Haoran Dou, Luyi Han, Yushuang He, Jun Xu, Nishant Ravikumar, Ritse Mann, Alejandro F. Frangi, Pew-Thian Yap, Yunzhi Huang

Abstract

Tumor infiltration of the recurrent laryngeal nerve (RLN) is a contraindication for robotic thyroidectomy and can be difficult to detect via standard laryngoscopy. Ultrasound (US) is a viable alternative for RLN detection due to its safety and ability to provide real-time feedback. However, the tininess of the RLN, with a diameter typically less than 3 mm, poses significant challenges to the accurate localization of the RLN. In this work, we propose a knowledge-driven framework for RLN localization, mimicking the standard approach surgeons take to identify the RLN according to its surrounding organs. We construct a prior anatomical model based on the inherent relative spatial relationships between organs. Through Bayesian shape alignment (BSA), we obtain the candidate coordinates of the center of a region of interest (ROI) that encloses the RLN. The ROI allows a decreased field of view for determining the refined centroid of the RLN using a dual-path identification network, based on multi-scale semantic information. Experimental results indicate that the proposed method achieves superior hit rates and substantially smaller distance errors compared with state-of-the-art methods.

Link to paper

DOI: https://link.springer.com/chapter/10.1007/978-3-031-16440-8_25

SharedIt: https://rdcu.be/cVRvQ

Link to the code repository

https://github.com/wulalago/RLNLocalization

Link to the dataset(s)

N/A


Reviews

Review #1

  • Please describe the contribution of the paper

    This paper presented a learning-based framework to identify the RLN from a US image for pre-operative assessment of contraindication for robotic thyroidectomy, which introduces Bayesian shape alignment and Locate-Net for geometrical constraints and localization result refinement, respectively.

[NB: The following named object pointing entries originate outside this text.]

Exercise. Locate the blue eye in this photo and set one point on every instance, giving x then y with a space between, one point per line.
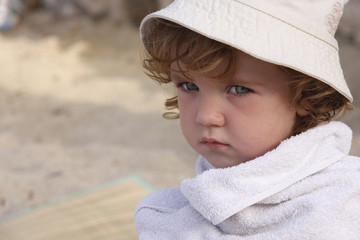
188 86
239 90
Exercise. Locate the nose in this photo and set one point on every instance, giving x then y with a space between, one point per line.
210 112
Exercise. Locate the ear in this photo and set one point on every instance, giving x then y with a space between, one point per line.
301 110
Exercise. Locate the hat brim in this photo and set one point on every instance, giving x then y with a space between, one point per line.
258 34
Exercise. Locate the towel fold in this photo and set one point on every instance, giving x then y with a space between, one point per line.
306 188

  • Please list the main strengths of the paper; you should write about a novel formulation, an original way to use data, demonstration of clinical feasibility, a novel application, a particularly strong evaluation, or anything else that is a strong aspect of this work. Please provide details, for instance, if a method is novel, explain what aspect is novel and why this is interesting.

    This paper is well-written and organized. The idea of mimicking the standard approach surgeons take to identify the RLN according to its surrounding organs and using the inherent relative spatial relationships between organs is interesting and proved helpful.

  • Please list the main weaknesses of the paper. Please provide details, for instance, if you think a method is not novel, explain why and provide a reference to prior work.

    More details about the experiments and analysis related to the results should be included.

  • Please rate the clarity and organization of this paper

    Very Good

  • Please comment on the reproducibility of the paper. Note, that authors have filled out a reproducibility checklist upon submission. Please be aware that authors are not required to meet all criteria on the checklist - for instance, providing code and data is a plus, but not a requirement for acceptance

    I believe that the obtained results can be reproduced.

  • Please provide detailed and constructive comments for the authors. Please also refer to our Reviewer’s guide on what makes a good review: https://conferences.miccai.org/2022/en/REVIEWER-GUIDELINES.html

    It would be better to explain more about the relationships among the surrounding organs.

  • Rate the paper on a scale of 1-8, 8 being the strongest (8-5: accept; 4-1: reject). Spreading the score helps create a distribution for decision-making

    6

  • Please justify your recommendation. What were the major factors that led you to your overall score for this paper?

    The novelty of the proposed method and the experiments are sufficient for weak accept.

  • Number of papers in your stack

    3

  • What is the ranking of this paper in your review stack?

    1

  • Reviewer confidence

    Confident but not absolutely certain

  • [Post rebuttal] After reading the author’s rebuttal, state your overall opinion of the paper if it has been changed

    N/A

  • [Post rebuttal] Please justify your decision

    N/A



Review #3

  • Please describe the contribution of the paper

    Clinically, this paper helps clinicians to find the recurrent laryngeal nerve with ultrasound images. Technically, it puts forward a coarse-to-fine method to find the nerves in a segmentation network.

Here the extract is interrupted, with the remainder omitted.